The Local Government Association (LGA) has urged the government to reform the current system of separate funding pots for local business growth and instead devolve money to local areas through a single, streamlined investment fund.
The LGA, which represents more than 370 councils in England and Wales, said the £23bn spent by the UK government on growth, regeneration, and skills could be better spent by councils rather than the current 70 different national funding streams managed by 22 government departments and agencies.
The LGA said the current system was confusing, wasted public money and created unnecessary delays in getting projects off the ground. It suggested the devolution of growth funding must be used to deliver the Government’s Industrial Strategy ‘as it will benefit local economies and improve the well-being of communities’.
Mark Hawthorne, chairman of the LGA’s People and Places Board, said: “The UK is one of the most centralised economies in the western world, and as a result, has poor levels of productivity.
“Councils are best placed to understand the needs of local economies, but are currently having to spend too much time trying to access growth funding for essential projects to improve their local areas. This is frustrating the efforts of councils to build homes, create jobs and invest in infrastructure, such as transport, to boost our economy.
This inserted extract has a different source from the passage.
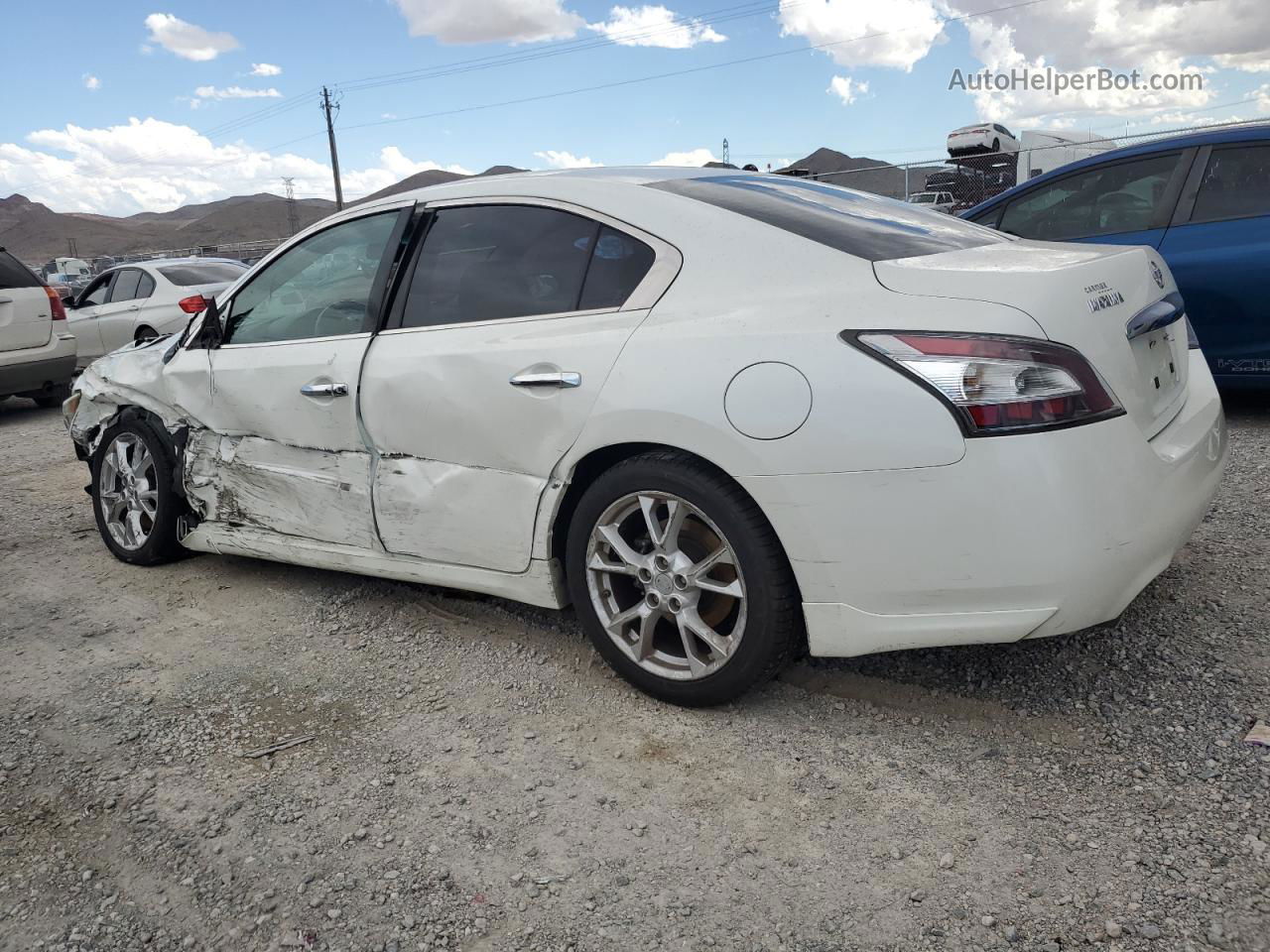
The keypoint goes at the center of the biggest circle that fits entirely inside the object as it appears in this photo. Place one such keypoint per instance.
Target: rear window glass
(16, 275)
(207, 273)
(866, 226)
“Despite improvements, the current system for growth and regeneration funding is still unnecessarily bureaucratic and hindering progress in our towns and cities, as well as creating uncertainty for businesses and investors. Simpler, fewer funding streams would help kick-start more projects more quickly.”
Edward Winterton, UK chief executive officer at Bibby Financial Services, backed the LGA call and said that UK investment was too London-centric and the economic potential of local economies was under-realised.
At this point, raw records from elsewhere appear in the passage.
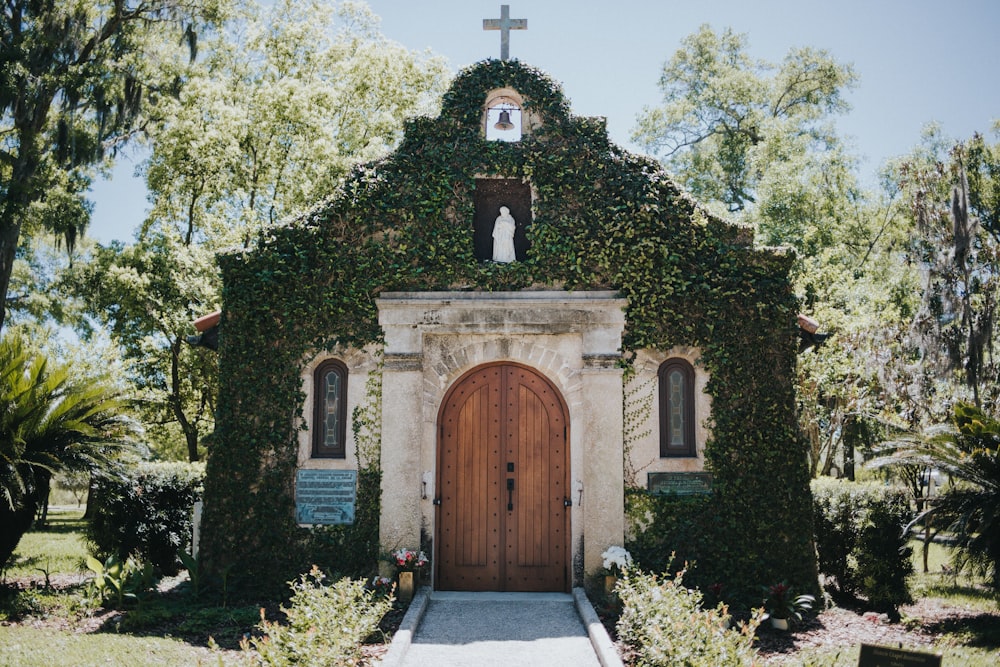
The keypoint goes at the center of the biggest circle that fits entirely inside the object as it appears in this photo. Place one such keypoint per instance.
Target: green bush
(326, 624)
(663, 623)
(145, 511)
(860, 537)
“Devolving more power to councils will put local decisions in the hands of those who best understand the needs and requirements of the area. This will ensure that funding is utilised more wisely and in turn strengthen the economic output of all regions.
“The Government had the right idea when it introduced the Northern Powerhouse and Midlands Engine initiatives, but it is clear that neither initiative has had the desired effect. Our SME Confidence Tracker shows that more than half of SMEs (53%) in the Midlands have never even heard of the Midlands Engine, while 37% of those in the North have never heard of the Northern Powerhouse. The UK needs to be firing at all cylinders to successfully navigate Brexit, but the lack of balance in the economy is holding the country back.
“As an employer with local offices throughout the Midlands and North of England, we believe the devolution of powers will broaden the contribution of these regions to economic growth by boosting productivity and stimulating local supply chains.”